John Gavin, U.S. ambassador to Mexico resigns


MEXICO CITY -- U.S. Ambassador John Gavin, the former film actor whose appointment by President Reagan stirred heated controversy, said Monday he is resigning to return to private life.

The surprise announcement came five years after Gavin -- known for his role in the Alfred Hitchcock thriller 'Psycho' -- was named ambassador to Mexico by Reagan, his good friend and former Hollywood colleague.


'It has been a splendid challenge to represent you and our people in what is, perhaps, our most important bilateral relationship,' Gavin said in a letter to Reagan read to reporters at the U.S. Embassy.

'Much has been accomplished during this period. We have assisted Mexico in times of crisis,' Gavin said in the letter. 'I believe, however, that I have accomplished the major task you set for me, and the time has come for me to return to the private sector and meet new challenges.

'I will depart my post on or about the 15th of May 1986.'

Embassy officials said they had no word on Gavin's replacement.
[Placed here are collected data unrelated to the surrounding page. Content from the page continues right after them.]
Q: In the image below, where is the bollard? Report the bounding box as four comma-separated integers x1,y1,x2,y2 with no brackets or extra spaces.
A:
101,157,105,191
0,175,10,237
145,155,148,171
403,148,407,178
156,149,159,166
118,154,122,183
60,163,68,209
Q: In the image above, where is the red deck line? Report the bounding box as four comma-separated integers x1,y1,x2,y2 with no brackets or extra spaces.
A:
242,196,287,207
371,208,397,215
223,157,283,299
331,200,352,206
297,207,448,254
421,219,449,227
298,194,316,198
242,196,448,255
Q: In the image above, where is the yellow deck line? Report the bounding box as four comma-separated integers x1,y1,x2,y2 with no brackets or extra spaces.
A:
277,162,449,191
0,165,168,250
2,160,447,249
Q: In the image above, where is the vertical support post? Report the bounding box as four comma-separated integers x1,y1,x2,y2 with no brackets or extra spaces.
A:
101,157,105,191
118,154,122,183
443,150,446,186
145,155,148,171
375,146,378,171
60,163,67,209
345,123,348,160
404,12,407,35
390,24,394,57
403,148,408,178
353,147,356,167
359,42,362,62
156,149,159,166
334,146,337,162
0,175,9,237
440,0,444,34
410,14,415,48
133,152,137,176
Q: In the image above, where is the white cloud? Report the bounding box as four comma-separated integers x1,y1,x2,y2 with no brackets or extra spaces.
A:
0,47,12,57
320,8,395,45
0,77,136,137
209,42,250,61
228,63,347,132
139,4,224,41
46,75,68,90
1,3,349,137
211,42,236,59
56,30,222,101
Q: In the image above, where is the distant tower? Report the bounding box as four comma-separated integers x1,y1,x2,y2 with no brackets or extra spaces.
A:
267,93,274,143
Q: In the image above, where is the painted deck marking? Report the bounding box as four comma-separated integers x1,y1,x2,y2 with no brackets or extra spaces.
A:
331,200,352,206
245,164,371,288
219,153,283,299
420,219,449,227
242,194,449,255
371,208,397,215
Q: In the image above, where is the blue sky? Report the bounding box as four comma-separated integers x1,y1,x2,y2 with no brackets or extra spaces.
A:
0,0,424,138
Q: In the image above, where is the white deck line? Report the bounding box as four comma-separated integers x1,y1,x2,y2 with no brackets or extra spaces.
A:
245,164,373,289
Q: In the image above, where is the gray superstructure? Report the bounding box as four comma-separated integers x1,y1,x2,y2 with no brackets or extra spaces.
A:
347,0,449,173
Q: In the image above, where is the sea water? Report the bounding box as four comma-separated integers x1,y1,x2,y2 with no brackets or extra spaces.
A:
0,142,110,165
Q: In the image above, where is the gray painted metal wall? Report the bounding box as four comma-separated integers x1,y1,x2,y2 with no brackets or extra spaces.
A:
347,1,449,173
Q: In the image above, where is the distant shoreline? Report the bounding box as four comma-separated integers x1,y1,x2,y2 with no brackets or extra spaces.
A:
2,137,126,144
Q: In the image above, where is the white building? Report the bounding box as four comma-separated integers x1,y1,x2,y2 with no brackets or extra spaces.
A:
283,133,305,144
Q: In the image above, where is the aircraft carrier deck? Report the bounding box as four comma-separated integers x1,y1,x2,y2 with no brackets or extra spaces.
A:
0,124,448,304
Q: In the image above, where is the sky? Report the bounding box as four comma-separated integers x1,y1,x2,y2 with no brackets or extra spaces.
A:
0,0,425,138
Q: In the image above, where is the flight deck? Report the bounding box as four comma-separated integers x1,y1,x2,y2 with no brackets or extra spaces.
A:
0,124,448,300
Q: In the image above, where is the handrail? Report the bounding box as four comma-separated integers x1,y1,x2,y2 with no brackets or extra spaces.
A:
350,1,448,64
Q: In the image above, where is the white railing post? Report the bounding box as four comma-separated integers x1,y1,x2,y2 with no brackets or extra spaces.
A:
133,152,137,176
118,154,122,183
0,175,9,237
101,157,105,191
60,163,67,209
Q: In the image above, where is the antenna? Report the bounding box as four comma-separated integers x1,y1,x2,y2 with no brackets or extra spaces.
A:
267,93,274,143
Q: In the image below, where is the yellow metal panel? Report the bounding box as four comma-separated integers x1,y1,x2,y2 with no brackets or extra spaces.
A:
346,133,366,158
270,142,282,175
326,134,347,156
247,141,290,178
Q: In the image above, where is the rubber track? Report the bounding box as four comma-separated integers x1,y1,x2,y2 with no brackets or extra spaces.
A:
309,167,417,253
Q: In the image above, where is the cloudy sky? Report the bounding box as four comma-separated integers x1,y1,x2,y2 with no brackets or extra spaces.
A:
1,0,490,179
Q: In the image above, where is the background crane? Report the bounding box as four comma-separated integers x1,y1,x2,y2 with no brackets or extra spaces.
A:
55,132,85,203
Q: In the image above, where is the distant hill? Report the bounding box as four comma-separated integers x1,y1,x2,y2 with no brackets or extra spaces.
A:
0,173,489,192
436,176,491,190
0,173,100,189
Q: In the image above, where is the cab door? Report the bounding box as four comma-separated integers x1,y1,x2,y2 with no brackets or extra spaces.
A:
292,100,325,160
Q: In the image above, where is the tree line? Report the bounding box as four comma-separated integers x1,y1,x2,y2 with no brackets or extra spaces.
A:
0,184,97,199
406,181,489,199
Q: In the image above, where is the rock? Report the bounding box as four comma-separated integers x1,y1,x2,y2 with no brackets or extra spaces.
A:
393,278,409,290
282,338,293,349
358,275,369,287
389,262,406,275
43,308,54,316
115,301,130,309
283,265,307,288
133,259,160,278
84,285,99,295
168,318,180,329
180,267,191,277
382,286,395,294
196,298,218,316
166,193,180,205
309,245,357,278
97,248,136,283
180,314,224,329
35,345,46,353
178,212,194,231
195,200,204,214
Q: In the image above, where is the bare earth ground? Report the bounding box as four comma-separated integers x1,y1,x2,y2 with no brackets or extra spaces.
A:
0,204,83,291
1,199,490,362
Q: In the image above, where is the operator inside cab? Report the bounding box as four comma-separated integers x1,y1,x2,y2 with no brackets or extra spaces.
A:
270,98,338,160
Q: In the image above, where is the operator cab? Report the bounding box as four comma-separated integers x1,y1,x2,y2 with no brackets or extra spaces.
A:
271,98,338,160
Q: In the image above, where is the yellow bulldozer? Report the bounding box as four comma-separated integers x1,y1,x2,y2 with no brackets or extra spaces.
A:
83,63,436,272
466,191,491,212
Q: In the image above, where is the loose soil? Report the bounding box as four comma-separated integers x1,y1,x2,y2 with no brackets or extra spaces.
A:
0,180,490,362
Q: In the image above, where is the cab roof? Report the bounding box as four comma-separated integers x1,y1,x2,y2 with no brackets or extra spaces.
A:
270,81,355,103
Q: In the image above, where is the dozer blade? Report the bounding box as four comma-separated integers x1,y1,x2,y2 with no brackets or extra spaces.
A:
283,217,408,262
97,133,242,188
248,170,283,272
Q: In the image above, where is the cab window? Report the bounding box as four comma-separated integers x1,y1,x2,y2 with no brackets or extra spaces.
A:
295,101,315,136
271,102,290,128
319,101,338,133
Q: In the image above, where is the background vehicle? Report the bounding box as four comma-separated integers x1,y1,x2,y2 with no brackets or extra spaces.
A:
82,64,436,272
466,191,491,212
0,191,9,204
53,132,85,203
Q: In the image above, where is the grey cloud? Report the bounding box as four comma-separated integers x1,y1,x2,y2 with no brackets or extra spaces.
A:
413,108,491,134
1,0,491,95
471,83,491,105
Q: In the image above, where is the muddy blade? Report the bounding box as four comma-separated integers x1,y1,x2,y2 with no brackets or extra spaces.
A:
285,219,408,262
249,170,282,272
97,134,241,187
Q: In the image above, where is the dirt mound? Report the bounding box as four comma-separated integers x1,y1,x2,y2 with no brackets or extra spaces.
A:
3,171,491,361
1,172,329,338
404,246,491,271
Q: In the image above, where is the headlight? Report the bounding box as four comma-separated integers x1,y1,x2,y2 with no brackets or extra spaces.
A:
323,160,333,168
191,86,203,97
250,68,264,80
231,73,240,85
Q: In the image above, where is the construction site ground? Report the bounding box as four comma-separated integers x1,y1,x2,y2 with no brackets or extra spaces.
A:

Gavin's 1981 appointment sparked widespread criticism in Mexico and editorials calling for the appointment of Mexican comedian Mario Moreno 'Cantinflas' to Washington.


Also during his five-year tenure, Gavin was criticized for meeting with opposition political parties and for staunchly defending Reagan's hardline anti-communist Central American policies.

'The decision to leave Mexico has been a difficult one for me to make,' said Gavin, who turns 55 Tuesday. 'Especially as the president has asked me to stay on through the end of his administration.'

The ambassador thanked President Miguel de la Madrid and Cabinet officials for 'the constant direct access' during his tenure in Mexico at the United States government's largest embassy.

'Our dealings, even when we have discussed issues, have always been candid, amicable and mutually respectful. No less, of course, is to be expected of the representatives of two great and friendly nations.'

The ambassador's job was the first diplomatic post for Gavin, who spent most of his career as an actor.

Among Gavin's movies were 'Imitation of Life,' 'Psycho,' 'Back Street,' 'Heidi,' 'Thoroughly Modern Millie' and 'Spartacus.' In 'Psycho,' Gavin played the character of Sam Loomis, the boyfriend of Lila, who came to investigate her sister's murder. He was also once known as the spokesman for Bacardi rum on television commercials.

Gavin's mother, born in the nothern Mexican state of Sonora, taught him Spanish as a child and he had perfect fluency in the language.


While serving as ambassador, Gavin sparked a love-hate relationship with both foreign and local journalists. At a 1983 news conference, Gavin scolded reporters for not showing 'respect' by standing when he entered the room. At all subsequent news briefings, aides warned reporters to not make the same mistake again.

Gavin is married to actress Constance Mary Towers. They have four children.